With two small boys, my wife and I recently decided it was time to get a larger car. We knew exactly what we wanted – 3 rows of seats, good gas mileage and state of the art safety features. After reading countless reviews, speaking with others who had similar vehicles and sifting through online literature, we finally made a purchase.
We’ve had the new car for 6 months now and love it! Functionally, it gave us exactly what we needed. Perhaps more importantly, however, are all the capabilities of the car which weren’t part of our buying criteria. Yes, we now have additional space and safety features but the larger vehicle also enabled so much more. We are now considering using the vehicle for towing a camping trailer for family vacations and have used the new vehicle on several occasions for home improvement projects, hauling the Christmas tree home, road trips with other families, etc. It was purchased for pragmatic functionality but enables so much more than we expected.

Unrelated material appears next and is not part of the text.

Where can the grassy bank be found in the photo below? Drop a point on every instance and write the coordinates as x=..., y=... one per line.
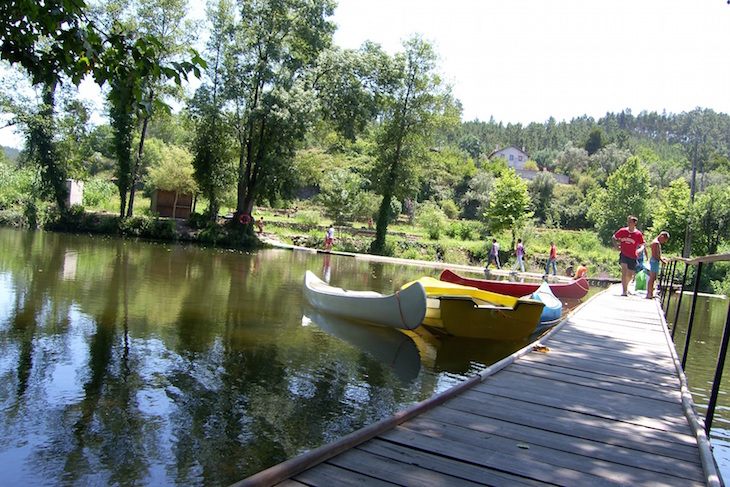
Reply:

When I speak to utilities about their journey with SAP HANA, many customers have a similar innovation journey. They are initially drawn to moving their SAP environment to HANA to speed up reporting and transactional processing, reduce database size and streamline their IT footprint. After the transition to HANA, they often begin using the platform as a catalyst for innovation. This is a natural cycle which most of our customers encounter. In McKinsey’s recent article, ‘The digital utility: New opportunities and challenges’1, the concept of the ‘dual speed’ IT department; one which must keep the lights on while also innovating through agile and innovative techniques, is introduced.
I’d like to highlight two innovations stories which have recently caught my attention. In a typical agile fashion, these projects took a matter of weeks to complete from start to finish and quickly gave these utilities a glimpse into the ‘art of the possible’ with HANA.

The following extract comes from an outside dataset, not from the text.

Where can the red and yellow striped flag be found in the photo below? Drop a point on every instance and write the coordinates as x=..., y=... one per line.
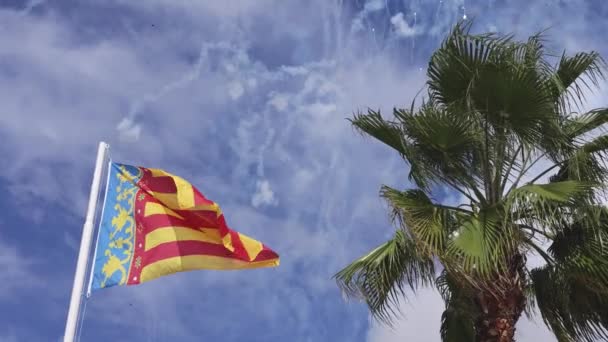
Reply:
x=155, y=224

Innovation Use Case 1 – Fraud Analytics
Fraud is a problem or all utilities, regardless of size or location. A very small subset of ‘creative’ customers can drive up the cost to serve for utilities and in turn, their customer base. Too often, utilities struggle to detect fraudulent scenarios such as scamming the collections cycle or meter tampering. Analyzing very large sets of data to understand trends in the customer base is the first step to identifying and stopping fraud. A large multijurisdictional utility recently engaged SAP to help with this analysis. What once was not possible with legacy reporting tools on standard databases could now be executed quickly and accurately using SAP HANA. Visualizing this massive amount of data from various source systems using embedded geospatial capabilities allowed the utility to understand premises with a high likelihood for fraud. Directly within the geospatial user interface, users were able to create and route work orders for further investigation and follow-up appropriately.
Innovation Use Case 2 – Pipeline Safety
With an increasing emphasis on pipeline safety, gas utilities across the country are developing state-of-the-art methods to understand asset performance and perform predictive maintenance. One such utility worked with SAP to perform their analysis using SAP HANA. Leveraging data from their ERP application, GIS and legacy CIS, they used HANA to analyze the data in real time. This allowed the utility to model a more efficient field workforce, understand assets which may need attention and prioritize the maintenance on these assets based on the potential impact of failure.
These two examples provide a small glimpse into how utilities are leveraging their HANA investment for more than a performant database. Much like my experience with our new car which was initially purchased for its functional purpose, the true value of the investment lies with the potential it enables. Solving often complex, new and high significance business priorities enables users to get the most from their purchase.
What will your use case for innovation be?
1Adrian Booth, Niko Mohr, and Peter Peters “The digital utility: New opportunities and challenges” May 2016.